Les combustibles fossiles qui ont alimenté la révolution industrielle et la prospérité ont déjà réchauffé la planète de 1,2°C, déclenchant des conditions météorologiques extrêmes et de multiples bouleversements, illustrés par la semaine dernière, la plus chaude jamais enregistrée en moyenne sur Terre.

Contrer le défaitisme

Face à cela, Pedro Conceicao, chargé du rapport du PNUD, craint que le sentiment " d’apocalypse " ne viennent freiner la moindre velléité de faire changer les choses.

Mais l’humanité n’est pas piégée dans un cycle de destruction, souligne Erle Ellis, professeur à l’Université du Maryland.

Certes " le meilleur moment pour atteindre la neutralité carbone, c’était hier ", mais cela ne veut pas dire que nous ne pouvons plus rien faire.

L’homme " est capable de mettre en oeuvre des quantités d’énergies incroyables sur des choses de grande envergure comme voler ou quitter la Terre " pour aller dans l’espace. " Il y a une multitude de futurs possibles ", estime le scientifique.

Cette photo prise le 6 juin 2021 montre des scientifiques manipulant un dispositif de prélèvement de carottes multiples pour extraire des sédiments et des boues, dans la baie de Beppu, au sud du Japon. (Photo Handout / DR. MICHINOBU KUWAE-EHIME CENTRE OF MARINE ENVIRONMENTAL STUDIES / AFP)

Mais comment se les représenter ?

Pour certains, cela passe par de nouveaux récits.

" En tant qu’écrivaine, et créatrice, il est terriblement facile de construire des dystopies ", ces récits de fiction décrivant des mondes parallèles sombres, explique la romancière britannique Manda Scott à l’AFP.

" La façon dont nous envisageons le futur est très enfermée dans le système actuel " et il " est donc plus facile d’imaginer l’extinction totale de la vie sur Terre que la fin du capitalisme prédateur, parce que nous pensons que c’est ainsi et pas autrement ", explique-t-elle.

Les " thrutopias " pour créer un nouvel imaginaire

Selon Mme Scott, pour éviter la catastrophe et créer un nouvel imaginaire, la solution réside dans les " thrutopias ", un néologisme anglais qualifiant des récits du changement, racontant comment les hommes surmontent les obstacles pour créer le futur qu’ils souhaitent.

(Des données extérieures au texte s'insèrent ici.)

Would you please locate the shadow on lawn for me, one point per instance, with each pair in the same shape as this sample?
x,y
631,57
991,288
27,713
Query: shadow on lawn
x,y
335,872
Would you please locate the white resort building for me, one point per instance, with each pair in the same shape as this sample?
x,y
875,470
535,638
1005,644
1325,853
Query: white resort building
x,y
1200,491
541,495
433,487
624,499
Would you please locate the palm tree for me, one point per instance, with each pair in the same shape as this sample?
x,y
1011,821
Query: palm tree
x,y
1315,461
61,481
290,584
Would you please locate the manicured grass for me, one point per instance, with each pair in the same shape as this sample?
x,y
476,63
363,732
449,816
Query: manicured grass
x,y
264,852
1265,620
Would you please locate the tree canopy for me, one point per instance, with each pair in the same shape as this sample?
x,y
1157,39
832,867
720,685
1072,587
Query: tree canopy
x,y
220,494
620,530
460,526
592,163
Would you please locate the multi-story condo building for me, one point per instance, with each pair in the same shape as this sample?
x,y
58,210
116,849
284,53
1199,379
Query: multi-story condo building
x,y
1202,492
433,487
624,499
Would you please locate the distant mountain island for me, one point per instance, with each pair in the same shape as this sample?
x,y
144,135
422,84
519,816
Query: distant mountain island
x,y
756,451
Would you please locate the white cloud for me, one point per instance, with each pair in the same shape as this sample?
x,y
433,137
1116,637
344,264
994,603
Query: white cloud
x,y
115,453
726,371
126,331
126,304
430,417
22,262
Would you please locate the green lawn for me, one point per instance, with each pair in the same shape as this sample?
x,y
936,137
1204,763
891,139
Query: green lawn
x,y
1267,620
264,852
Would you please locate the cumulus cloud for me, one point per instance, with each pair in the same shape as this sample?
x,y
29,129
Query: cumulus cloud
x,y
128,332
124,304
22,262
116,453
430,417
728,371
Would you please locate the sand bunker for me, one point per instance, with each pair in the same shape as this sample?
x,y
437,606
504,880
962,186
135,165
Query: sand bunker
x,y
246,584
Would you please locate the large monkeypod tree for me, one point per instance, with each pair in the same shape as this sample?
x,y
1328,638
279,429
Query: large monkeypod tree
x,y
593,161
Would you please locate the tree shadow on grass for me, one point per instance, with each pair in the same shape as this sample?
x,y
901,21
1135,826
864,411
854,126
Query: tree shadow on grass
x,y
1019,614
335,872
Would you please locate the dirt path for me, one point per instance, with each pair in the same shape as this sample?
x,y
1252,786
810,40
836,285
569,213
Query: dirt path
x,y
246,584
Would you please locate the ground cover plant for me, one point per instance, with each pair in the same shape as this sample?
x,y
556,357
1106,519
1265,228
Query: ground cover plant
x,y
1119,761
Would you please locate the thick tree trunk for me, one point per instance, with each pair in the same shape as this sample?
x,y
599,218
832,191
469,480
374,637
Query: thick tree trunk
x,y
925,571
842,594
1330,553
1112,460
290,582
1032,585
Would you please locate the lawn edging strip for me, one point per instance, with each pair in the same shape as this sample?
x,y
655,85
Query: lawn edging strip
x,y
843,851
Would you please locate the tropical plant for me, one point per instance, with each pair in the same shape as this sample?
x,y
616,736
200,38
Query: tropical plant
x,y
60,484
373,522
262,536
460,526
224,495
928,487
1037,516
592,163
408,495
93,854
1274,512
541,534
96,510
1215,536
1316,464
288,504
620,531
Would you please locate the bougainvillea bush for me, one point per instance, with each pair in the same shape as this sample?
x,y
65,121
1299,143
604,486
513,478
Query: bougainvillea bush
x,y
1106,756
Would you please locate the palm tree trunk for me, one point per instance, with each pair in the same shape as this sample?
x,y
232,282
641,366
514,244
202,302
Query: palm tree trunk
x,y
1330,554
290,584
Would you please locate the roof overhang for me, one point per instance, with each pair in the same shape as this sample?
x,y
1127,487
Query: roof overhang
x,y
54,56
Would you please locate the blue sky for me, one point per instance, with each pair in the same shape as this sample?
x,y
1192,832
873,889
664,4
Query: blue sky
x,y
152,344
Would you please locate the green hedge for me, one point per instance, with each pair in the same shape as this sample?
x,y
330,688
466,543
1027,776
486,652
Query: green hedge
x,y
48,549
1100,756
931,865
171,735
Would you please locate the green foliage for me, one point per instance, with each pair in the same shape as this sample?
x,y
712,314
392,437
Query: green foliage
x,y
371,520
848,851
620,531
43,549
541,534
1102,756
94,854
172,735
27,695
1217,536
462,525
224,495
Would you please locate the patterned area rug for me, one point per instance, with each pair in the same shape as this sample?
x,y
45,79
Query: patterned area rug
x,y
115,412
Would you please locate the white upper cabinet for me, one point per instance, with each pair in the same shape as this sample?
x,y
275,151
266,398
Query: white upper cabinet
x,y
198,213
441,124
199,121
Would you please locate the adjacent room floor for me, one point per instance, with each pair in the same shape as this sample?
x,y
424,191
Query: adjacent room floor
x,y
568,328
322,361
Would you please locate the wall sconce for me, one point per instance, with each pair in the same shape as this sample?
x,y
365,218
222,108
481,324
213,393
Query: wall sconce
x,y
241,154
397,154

Mais elle reconnaît que cela n’est pas facile : imaginer la transformation que les sociétés humaines et la nature pourraient subir pour prospérer dans l’Anthropocène revient à deviner la forme que prendra une chenille à l’âge adulte. " Si vous ne connaissez pas le processus avant, je vous garantis qu’il vous serait impossible de prédire le papillon à partir de la chenille ", assure-t-elle.

(ARCHIVES) L’artiste égyptienne Bahia Shehab se tient devant son installation " Heaven &amp ; Hell in the Anthropocene ", qui sensibilise aux questions climatiques, exposée au sommet climatique COP27, en Egypte, le 14 novembre 2022. (Photo Mohammed ABED / AFP)

Alors Grace Malie a, elle, fait le choix de s’appuyer sur des histoires vraies pour enclencher la marche du changement.

Avec d’autres militants, elle enregistre les histoires orales de ses aïeux et des anciens de Tuvalu, pour créer des archives culturelles en ligne, dans le cadre d’une campagne de protection du patrimoine de Tuvalu par l’Unesco.

" Les habitants du Pacifique sont issus d’une longue lignée de voyageurs, de guerriers, et ils portent en eux cette passion, cette résilience ", déclare Mme Malie, qui veut s’inspirer de cette bravoure pour envisager un autre avenir possible.